In a departure from his predecessors, Environmental Protection Administration (EPA) Minister Lee Ying-yuan (李應元) has expressed firm opposition to importing scrap metal, potentially bringing an end to debate over lifting a ban on imported waste and scrap metal from electronic devices.
“Taiwan has moved past the time when we had to make a living on processing imported e-waste and scrap metals,” Lee said at an impromptu meeting with reporters on Monday. “The scrap metal recycling industry did more harm than good.”
Lee said that he recently visited Tainan’s Erjen River (二仁溪), beside which one of the world’s largest e-waste and scrap-metal recycling centers operates, and some dismantled ship parts and electronic scraps are still buried there from the 1970s.
Some estimates say that the recycling industry at the site has generated about NT$1.95 billion (US$59.6 million at current exchange rates) in revenue, but pollution remediation has cost the government about NT$2 billion, and it is obvious that such an industry is not worth developing, the minister said.
Lee’s position might signal an end to controversy surrounding reports that a ban on the import of scrap metals would be lifted, with the move linked to an “urban mining” initiative that former EPA ministers Stephen Shen (沈世宏) and Wei Kuo-yen (魏國彥) had promoted.

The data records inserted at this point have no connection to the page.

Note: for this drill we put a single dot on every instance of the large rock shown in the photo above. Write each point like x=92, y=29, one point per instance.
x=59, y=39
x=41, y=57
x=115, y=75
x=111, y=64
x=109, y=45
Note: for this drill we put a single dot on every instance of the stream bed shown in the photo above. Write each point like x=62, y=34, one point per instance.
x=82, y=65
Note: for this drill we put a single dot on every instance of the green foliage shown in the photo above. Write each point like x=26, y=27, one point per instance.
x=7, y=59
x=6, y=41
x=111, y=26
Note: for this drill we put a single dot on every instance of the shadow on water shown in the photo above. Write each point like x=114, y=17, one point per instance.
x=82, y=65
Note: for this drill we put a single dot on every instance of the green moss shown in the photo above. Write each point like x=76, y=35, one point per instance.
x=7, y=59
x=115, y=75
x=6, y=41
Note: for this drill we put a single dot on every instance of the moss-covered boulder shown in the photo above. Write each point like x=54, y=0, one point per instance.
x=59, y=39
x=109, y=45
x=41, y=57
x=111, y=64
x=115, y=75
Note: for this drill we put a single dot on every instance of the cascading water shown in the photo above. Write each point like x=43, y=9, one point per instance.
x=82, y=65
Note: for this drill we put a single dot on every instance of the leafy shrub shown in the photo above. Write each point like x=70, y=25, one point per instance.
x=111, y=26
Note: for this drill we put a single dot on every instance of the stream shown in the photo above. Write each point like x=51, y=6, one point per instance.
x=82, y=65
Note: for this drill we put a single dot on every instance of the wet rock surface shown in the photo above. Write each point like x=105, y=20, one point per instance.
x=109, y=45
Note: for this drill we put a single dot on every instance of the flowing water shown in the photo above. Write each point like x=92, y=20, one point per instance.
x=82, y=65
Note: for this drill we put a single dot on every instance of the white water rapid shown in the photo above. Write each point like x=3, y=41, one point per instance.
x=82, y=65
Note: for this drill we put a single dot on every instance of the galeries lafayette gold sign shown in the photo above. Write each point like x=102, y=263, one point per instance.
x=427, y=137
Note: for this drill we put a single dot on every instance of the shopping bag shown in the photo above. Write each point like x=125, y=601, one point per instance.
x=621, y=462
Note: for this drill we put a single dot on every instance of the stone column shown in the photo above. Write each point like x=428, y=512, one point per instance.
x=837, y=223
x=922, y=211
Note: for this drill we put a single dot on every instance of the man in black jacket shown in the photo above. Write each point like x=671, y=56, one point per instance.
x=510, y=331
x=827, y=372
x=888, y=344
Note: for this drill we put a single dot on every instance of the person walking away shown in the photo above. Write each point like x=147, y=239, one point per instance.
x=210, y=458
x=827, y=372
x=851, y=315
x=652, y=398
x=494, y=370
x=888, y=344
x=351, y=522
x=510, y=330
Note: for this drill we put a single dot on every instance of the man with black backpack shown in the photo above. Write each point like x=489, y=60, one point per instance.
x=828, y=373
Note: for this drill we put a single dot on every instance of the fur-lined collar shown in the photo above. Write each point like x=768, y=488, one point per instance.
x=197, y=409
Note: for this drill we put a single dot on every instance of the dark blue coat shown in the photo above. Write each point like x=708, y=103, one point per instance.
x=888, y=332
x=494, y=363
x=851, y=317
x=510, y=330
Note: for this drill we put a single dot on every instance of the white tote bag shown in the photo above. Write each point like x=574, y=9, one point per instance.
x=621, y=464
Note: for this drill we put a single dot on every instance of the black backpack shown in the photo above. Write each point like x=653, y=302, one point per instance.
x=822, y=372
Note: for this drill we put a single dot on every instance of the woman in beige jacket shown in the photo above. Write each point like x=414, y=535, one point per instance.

The initiative was aimed at promoting recycling of a variety of industrial waste, construction debris, disused electronics and other materials, which, coupled with an EPA proposal three years ago to remove 12 kinds of waste from electronic devices and scrap metal from a list of hazardous industrial waste, prompted speculation that the agency was mulling the possibility of lifting the import ban to boost the recycling industry.
The EPA will continue the effort to create a “zero waste” environment and a “cradle-to-cradle” resource lifecycle so that all products are reused, which requires technology development, new legal provisions and improved law enforcement, Lee said.
“Reinforcing bars from a demolished building can be recycled and reused, one company’s waste can be used in another firm’s manufacturing process and residue can be converted into paving materials,” he said.